CapOnce we create all that attention data, think of the whacky things we can do with it.

I’ve been banging on about attention data for a while now, and I apologise. (For an explanation and a bit of background, go here.) But I can’t help seeing stuff through that prism nowadays. Like this camera called Buttons that doesn’t take pictures but times, and then searches the Internet for photographs taken at that second:

It is a camera that will capture a moment at the press of a button. However, unlike a conventional analog or digital camera, this one doesn’t have any optical parts. It allows you to capture your moment but in doing so, it effectively seperates it from the subject. Instead, as you will memorize the moment, the camera memorizes only the time and starts to continuously search on the net for other photos that have been taken in the very same moment.

Basically the camera is a phone inside a sort of camera case. Press the button and the phone searches Flickr for photos taken at that moment. (Of course, this may take a little time.)

A lovely idea and a fascinating one. I seem to recall a photography project here where individuals were given cameras and told to take photos at the exact same moment around the city. Danged if I can remember what it was called. But as Tim O’Reilly points out in the comments on a post by Nikolaj Nyholm, it has even greater potential beyond the variable of time:

I imagine that with geolocation, you could potentially go one better. Imagine a camera that does take a picture, but also initiates a search for all other pictures taken at that same location (and optionally at the same time of day/year.)

Less poetic a vision than that of Sascha Pohflepp, creator of Buttons, but possibly more relevant to many users.
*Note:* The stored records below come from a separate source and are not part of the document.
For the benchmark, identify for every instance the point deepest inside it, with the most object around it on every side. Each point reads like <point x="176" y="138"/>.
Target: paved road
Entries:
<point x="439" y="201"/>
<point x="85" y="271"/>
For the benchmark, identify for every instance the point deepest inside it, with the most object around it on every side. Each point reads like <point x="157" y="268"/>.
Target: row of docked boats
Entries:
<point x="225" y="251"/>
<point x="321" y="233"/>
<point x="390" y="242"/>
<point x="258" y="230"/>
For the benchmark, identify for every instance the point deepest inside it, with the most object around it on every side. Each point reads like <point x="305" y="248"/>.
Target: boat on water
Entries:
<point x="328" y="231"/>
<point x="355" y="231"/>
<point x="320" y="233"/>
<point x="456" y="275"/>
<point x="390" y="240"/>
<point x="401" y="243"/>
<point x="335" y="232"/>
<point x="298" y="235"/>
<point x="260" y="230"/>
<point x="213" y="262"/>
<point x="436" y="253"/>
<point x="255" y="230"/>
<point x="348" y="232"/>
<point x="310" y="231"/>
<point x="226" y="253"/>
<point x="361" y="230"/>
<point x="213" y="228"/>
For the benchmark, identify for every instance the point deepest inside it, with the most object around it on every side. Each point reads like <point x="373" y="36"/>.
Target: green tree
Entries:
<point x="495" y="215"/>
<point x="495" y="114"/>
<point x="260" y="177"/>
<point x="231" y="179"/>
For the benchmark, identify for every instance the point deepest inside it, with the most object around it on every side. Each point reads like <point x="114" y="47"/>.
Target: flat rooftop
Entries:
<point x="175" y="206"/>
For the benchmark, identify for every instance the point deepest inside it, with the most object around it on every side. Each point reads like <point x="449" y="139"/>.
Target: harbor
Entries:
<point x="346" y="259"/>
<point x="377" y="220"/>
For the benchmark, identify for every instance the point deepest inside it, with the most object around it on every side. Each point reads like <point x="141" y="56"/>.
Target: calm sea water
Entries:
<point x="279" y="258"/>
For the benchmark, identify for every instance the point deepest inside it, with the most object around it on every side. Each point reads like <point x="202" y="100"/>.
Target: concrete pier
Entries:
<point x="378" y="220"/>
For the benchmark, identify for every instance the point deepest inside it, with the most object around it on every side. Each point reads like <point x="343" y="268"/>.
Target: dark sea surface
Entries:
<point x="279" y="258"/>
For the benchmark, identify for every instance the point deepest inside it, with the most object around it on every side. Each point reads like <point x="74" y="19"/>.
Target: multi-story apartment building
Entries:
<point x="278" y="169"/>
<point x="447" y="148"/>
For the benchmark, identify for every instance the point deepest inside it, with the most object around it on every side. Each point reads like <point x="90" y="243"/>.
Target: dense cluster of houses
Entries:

I’d certainly love to see Google Earth etc use time more in their layers, so that it’s possible to get historical changes in a place (say 3D models of old buildings that no longer exist, or photos like those extraordinary collections created by the UNEP which depict changes in the environment.)

But the main idea here is to use the metadata embedded in attention streams (in this case, when or where a photo was taken) and match it with metadata from other streams. A bit like Last.fm, et al, where similarities are found between what music two quite separate people are listening to. The goal is as Sascha puts it, to subordinate the device to the bigger purpose of connecting people:

Even more so, it reduces the cameras to their networked buttons in order to create a link between two individuals.

The possibilities are endless, but it’s too early in the morning for me to think of any.